In the Boston area, five Brazilian newspapers issued a statement to counter da Rocha's position.

"We support the 2010 Census unconditionally because we believe it is the best and safest way to learn the real size of the Brazilian community," said the statement published by the New England Ethnic News website and signed by A Noticia, A Semana, Brazilian Times, Metropolitan Brazilian News, and Jornal dos Sports USA.

Fausto da Rocha's critics believe most Brazilians will end up supporting the Census count. But they admit da Rocha's strong endorsement of the boycott will have its impact.

"People began to form their opinions on the Census once Fausto went on the radio," acknowledged Paulo Monauer, editor and publisher of the Portuguese-language Jornal dos Sports USA paper in Massachusetts.

It's believed that as many as 300,000 Brazilians live in Massachusetts alone, and that as many as four-fifths of them may be undocumented.

Among Spanish-speaking Latinos in the Boston area, boycott support still seems limited, though press coverage has spread awareness, said Marcela García, editor of newspaper El Planeta.

However, she believed the boycott "has a lot of potential to gain more momentum" since so many Latino immigrants feel increasingly "fed-up and desperate" with the stalled immigration overhaul.

In Atlanta, the boycott still seems largely confined to certain Latino pastors and their loyal evangelical flocks, but the U.S. Census Bureau has been too timid in confronting Rev. Rivera, said Judith Martinez-Sadri, editor-in-chief of the Atlanta Latino newspaper.

"This gentleman has gotten ahead of them," she said, adding that the Rev. Rivera was on an Atlanta-area religious radio program this month that received dozens of calls.

García, of El Planeta, agreed the Census Bureau should rise to the challenge. "I would have expected them to come out with a more forceful reaction," she said.

In fact, the task of arguing against the boycott has mostly been taken up by Latino leaders outside of government.

In New York City this summer for example, Rev. Rivera appeared on WABC-TV, in a televised debate with Angelo Falcón, a well-known Latino political analyst who argued the "con" position against the boycott, to Rivera's "pro."

The boycott has surfaced again and again in recent ethnic media reporting on Census 2010.

In Philadelphia, for example, when the Al Día newspaper invited Census Bureau officials to an event, a reporter peppered Fernando Armstrong, regional director, with boycott questions.

"It's a distraction" that could be harmful, admitted Armstrong.

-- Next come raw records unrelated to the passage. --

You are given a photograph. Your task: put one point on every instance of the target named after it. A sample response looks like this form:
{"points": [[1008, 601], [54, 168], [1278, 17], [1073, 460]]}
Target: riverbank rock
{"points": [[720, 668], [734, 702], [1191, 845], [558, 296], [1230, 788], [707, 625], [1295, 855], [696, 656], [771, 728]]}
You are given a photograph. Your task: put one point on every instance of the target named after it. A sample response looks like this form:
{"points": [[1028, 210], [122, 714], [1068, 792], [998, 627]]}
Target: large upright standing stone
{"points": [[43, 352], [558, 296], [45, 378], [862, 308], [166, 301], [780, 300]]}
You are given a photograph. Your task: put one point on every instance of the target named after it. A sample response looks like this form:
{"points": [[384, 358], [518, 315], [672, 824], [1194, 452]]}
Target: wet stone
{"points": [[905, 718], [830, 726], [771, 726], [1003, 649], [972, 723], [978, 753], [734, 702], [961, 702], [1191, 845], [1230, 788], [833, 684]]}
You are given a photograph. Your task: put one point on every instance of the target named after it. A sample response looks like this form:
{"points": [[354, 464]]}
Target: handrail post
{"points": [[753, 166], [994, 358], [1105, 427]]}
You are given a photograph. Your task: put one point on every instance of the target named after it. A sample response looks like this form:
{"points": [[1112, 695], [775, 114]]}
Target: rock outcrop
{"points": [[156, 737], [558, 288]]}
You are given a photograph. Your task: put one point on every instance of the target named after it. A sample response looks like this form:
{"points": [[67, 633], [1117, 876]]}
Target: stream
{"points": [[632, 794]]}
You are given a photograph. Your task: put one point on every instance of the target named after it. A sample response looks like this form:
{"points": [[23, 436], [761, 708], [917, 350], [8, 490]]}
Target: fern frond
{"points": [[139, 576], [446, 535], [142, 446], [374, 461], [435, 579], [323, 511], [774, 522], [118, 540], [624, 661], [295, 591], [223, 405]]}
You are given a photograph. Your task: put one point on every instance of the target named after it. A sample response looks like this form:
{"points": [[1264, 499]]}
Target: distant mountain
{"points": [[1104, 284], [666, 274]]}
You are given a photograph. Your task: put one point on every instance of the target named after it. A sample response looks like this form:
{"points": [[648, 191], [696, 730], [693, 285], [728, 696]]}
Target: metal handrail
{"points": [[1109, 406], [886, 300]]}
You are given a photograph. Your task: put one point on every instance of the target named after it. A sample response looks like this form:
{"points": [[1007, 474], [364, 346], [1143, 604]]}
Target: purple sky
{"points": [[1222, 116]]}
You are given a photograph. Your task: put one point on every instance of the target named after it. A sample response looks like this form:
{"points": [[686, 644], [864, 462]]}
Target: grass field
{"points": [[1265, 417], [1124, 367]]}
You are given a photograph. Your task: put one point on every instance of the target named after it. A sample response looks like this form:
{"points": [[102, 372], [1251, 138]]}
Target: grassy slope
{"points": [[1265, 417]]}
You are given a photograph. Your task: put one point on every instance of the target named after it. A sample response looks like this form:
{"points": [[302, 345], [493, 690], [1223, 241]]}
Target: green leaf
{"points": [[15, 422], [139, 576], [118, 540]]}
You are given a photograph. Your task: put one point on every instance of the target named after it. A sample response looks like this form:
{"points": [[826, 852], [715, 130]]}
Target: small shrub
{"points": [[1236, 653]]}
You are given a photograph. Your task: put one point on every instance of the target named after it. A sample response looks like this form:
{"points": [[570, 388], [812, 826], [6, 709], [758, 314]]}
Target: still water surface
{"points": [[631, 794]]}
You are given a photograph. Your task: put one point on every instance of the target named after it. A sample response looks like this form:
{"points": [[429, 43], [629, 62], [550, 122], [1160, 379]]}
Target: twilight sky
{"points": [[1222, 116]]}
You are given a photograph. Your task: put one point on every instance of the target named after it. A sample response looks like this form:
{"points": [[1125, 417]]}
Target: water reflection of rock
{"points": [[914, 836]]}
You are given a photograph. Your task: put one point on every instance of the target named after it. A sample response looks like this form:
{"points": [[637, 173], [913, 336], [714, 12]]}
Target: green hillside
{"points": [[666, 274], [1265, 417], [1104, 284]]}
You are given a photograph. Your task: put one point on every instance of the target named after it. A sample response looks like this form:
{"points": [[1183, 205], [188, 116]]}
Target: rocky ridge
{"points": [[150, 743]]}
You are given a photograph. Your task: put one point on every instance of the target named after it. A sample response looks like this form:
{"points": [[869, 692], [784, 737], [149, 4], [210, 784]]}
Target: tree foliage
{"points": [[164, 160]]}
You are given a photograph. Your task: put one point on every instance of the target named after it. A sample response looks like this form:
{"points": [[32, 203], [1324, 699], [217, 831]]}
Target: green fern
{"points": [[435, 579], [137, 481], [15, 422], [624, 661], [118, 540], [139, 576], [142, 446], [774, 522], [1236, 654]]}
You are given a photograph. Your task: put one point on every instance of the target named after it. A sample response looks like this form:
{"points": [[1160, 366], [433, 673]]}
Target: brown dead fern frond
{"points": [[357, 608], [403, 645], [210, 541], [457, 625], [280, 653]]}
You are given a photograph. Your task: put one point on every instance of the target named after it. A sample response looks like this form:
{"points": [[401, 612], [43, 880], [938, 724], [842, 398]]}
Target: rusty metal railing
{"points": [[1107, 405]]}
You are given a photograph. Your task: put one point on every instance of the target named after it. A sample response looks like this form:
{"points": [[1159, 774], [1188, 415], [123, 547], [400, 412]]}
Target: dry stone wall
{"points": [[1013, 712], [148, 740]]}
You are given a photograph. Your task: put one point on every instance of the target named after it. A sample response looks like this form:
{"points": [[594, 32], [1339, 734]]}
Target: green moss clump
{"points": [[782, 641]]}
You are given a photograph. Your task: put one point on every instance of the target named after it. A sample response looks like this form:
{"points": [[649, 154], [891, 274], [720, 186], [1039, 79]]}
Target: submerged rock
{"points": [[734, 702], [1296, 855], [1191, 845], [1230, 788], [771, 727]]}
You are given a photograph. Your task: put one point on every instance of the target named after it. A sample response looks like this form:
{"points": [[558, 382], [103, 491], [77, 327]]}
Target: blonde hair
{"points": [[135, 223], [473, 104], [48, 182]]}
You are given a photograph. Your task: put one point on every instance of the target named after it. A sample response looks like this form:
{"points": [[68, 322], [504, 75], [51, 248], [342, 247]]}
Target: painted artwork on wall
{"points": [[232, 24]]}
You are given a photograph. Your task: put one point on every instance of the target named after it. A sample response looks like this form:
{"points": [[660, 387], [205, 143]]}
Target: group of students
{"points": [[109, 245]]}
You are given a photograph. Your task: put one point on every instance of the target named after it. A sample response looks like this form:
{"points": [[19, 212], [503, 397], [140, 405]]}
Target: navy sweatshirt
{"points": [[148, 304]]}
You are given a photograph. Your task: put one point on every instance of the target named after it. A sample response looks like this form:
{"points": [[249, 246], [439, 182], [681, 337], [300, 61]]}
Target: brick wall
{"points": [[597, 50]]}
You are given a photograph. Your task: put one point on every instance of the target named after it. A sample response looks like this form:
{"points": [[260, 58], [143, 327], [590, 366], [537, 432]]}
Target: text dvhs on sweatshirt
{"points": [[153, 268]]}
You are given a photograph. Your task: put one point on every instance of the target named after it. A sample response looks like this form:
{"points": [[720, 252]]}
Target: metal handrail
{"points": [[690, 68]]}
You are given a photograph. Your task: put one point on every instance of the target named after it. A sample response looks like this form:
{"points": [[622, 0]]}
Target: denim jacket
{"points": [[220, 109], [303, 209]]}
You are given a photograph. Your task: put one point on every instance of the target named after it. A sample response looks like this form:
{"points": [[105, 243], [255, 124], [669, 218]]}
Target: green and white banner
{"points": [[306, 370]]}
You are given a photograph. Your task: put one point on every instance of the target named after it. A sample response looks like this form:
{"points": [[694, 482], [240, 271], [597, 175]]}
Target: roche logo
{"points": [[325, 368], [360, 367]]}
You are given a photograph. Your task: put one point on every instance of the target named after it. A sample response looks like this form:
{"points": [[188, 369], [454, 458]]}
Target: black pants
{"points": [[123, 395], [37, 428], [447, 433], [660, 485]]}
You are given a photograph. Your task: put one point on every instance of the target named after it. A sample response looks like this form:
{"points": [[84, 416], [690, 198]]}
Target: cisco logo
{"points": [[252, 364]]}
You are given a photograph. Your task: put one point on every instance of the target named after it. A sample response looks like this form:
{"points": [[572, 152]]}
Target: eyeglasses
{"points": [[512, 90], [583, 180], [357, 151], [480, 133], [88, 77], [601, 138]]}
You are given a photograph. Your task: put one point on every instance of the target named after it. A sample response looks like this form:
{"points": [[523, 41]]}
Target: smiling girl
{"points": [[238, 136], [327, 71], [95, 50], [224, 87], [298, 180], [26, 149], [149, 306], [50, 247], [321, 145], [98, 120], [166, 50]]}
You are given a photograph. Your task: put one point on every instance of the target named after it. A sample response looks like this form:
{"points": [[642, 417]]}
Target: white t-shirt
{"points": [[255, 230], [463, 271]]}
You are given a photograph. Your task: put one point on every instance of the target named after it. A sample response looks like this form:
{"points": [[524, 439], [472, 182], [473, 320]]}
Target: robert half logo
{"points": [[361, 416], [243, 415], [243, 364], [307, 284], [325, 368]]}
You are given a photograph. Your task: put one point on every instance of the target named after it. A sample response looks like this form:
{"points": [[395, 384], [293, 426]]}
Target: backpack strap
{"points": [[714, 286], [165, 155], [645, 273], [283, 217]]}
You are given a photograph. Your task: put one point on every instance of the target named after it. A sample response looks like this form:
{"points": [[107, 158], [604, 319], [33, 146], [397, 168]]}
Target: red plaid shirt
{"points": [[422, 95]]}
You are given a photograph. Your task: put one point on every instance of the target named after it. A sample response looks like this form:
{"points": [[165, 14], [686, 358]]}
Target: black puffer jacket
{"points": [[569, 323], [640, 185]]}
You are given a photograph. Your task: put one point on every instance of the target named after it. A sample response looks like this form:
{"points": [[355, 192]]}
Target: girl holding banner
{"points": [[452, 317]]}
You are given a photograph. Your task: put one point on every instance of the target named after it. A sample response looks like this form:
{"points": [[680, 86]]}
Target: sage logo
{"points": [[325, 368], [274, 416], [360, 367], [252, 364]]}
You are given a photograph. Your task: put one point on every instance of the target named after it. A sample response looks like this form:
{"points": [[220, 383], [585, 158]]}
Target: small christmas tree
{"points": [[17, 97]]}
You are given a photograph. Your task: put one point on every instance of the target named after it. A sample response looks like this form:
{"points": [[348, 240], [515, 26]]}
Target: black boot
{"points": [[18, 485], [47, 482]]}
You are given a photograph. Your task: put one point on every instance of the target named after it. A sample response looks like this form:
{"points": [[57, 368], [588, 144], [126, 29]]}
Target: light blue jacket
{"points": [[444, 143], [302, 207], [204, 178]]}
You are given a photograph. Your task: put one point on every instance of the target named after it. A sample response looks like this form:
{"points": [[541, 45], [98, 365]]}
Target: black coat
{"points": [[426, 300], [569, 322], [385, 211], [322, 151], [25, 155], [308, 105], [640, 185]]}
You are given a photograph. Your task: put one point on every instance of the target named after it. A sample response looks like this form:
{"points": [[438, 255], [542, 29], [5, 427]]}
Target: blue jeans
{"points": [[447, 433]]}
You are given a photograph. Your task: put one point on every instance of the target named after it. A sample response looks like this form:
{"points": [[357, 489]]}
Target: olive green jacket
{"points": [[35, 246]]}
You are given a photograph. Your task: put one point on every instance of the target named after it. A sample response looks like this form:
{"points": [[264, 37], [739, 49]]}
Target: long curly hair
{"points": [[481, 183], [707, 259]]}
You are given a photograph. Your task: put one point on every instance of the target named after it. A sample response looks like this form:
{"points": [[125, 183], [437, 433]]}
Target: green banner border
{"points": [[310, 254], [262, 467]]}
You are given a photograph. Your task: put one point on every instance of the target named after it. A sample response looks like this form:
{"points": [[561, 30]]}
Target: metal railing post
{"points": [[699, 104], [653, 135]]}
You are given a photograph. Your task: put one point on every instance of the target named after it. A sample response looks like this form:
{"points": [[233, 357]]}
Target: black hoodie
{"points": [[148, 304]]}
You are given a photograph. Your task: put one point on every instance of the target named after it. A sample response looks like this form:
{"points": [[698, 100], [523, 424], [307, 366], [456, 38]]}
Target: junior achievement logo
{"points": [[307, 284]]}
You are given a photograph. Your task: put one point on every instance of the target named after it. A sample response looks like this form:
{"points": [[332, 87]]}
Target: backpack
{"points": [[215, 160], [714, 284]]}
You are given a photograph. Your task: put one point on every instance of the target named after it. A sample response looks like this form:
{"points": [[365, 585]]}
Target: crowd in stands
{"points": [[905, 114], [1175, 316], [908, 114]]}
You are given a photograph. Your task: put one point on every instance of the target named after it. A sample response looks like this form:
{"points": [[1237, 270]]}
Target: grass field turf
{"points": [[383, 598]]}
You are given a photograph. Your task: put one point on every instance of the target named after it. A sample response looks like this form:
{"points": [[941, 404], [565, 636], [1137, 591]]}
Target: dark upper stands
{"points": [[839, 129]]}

He warned that hundreds of billions of dollars in federal funding are channeled annually based on Census figures. He added that Latinos, as the country's fastest-growing demographic group, stand to gain access to greater political clout and dollars with a proper count.

Major Spanish-language television broadcasters such as Univision, Telemundo and Azteca America are vocal Census 2010 supporters. Telemundo for example, launched a national initiative: "¡Hazte Contar!" or "Be Counted!" to increase awareness and participation.

Similarly, Azteca America is promoting a "Yo Cuento" or "I Count" campaign in the Bay Area.

But aside from covering the boycott as a news story, the networks are against the boycott.

"We support that the people be counted," said Helder Rodriguez, operations manager at Azteca America in San Francisco. As for the boycott, "we only see it as news, we're not promoting it."

For his part, Rev. Rivera, whose organization claims 20,000 associated churches in 34 states, believes Hispanic media has not yet given the Census boycott its due share of airtime.